This paper is a short introductory policy paper about the state-of-the-art of digitisation of library material in Europe, seen from the chief executive point of view of a big national and university library in the autumn of 2007. It focuses on current problems, obstacles, and some perspectives. What has been achieved, what are the problems and obstacles in terms of especially mass digitisation in the light of the so-called Google challenge and the response by the Commission of the European Union, and what are the consequences likely to be?
Digitisation of library and archive material has been part of library activities for about 15 years. Many national libraries and big university libraries, not to mention archives and other cultural institutions, have digitised – normally smaller – parts of their collections often without an overall plan or at any rate without coordination at the national level. National schemes for systematic digitisation are very rare, if existing anywhere at all. The efforts and results are substantial and manifold, but it is very difficult to gain an overview. The first documented overview of digitisation within national libraries was carried out by the National Library of Austria on behalf of the Conference of European National Librarians ( CENL) in 2007, and will be presented at this conference. Some of the conclusions are astonishing and rather disturbing.

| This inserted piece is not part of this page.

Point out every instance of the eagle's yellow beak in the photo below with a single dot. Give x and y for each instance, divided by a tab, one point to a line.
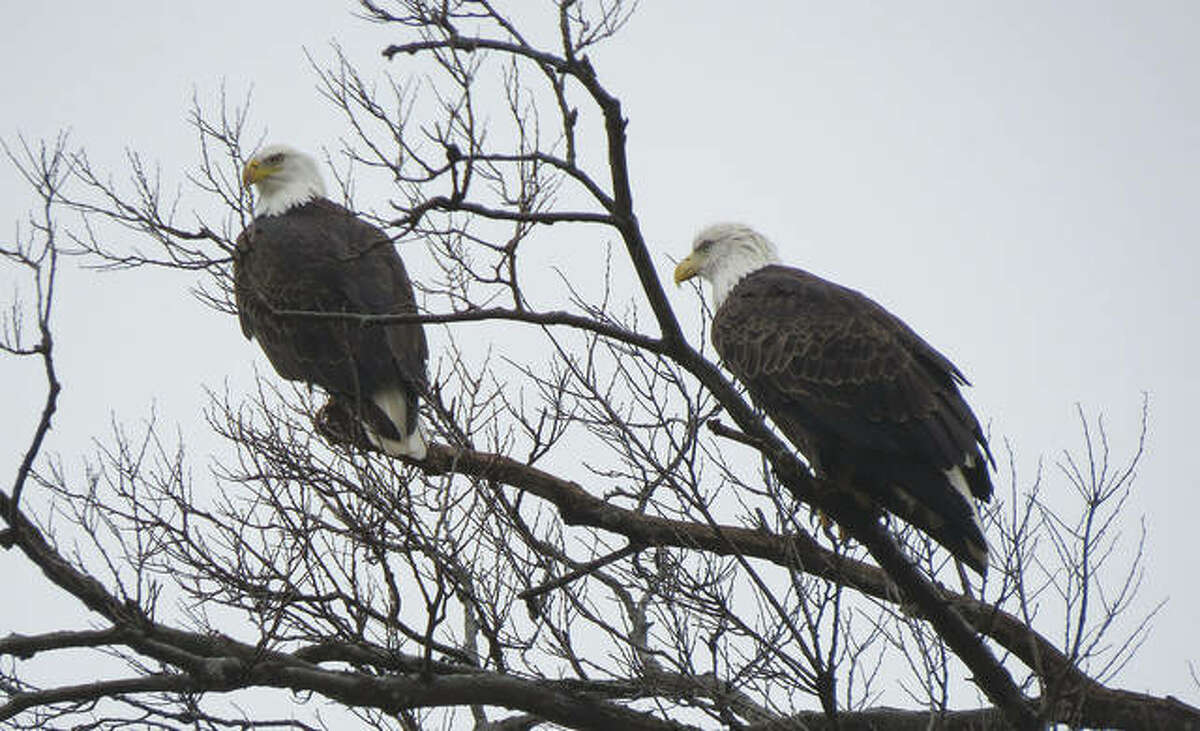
256	172
688	268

What then are the characteristics of the achievements of libraries during these first 15 years? The CENL investigation reveals that only 1% of the holdings has been digitised so far, i.e., approximately 4.7 millon items, representing 17 million pages:
The main emphasis of digitisation has been on newspapers, special collections and rare, fragile or heavily used material within this category, i.e., manuscripts, rare books, photographs, maps etc.
The priority and reason for digitisation has been access, not preservation.
Standards for digitisation formats have varied, and are only now in the process of being settled and agreed upon in terms of permanence and preservation.
Mass digitisation has not been planned or carried out, with two exceptions.
Books (and journals), comprising only 12 %, i.e. 619,000 (of which 80 % again are Russian dissertations) have – again with two notable exceptions – not yet been systematically digitised at any national level.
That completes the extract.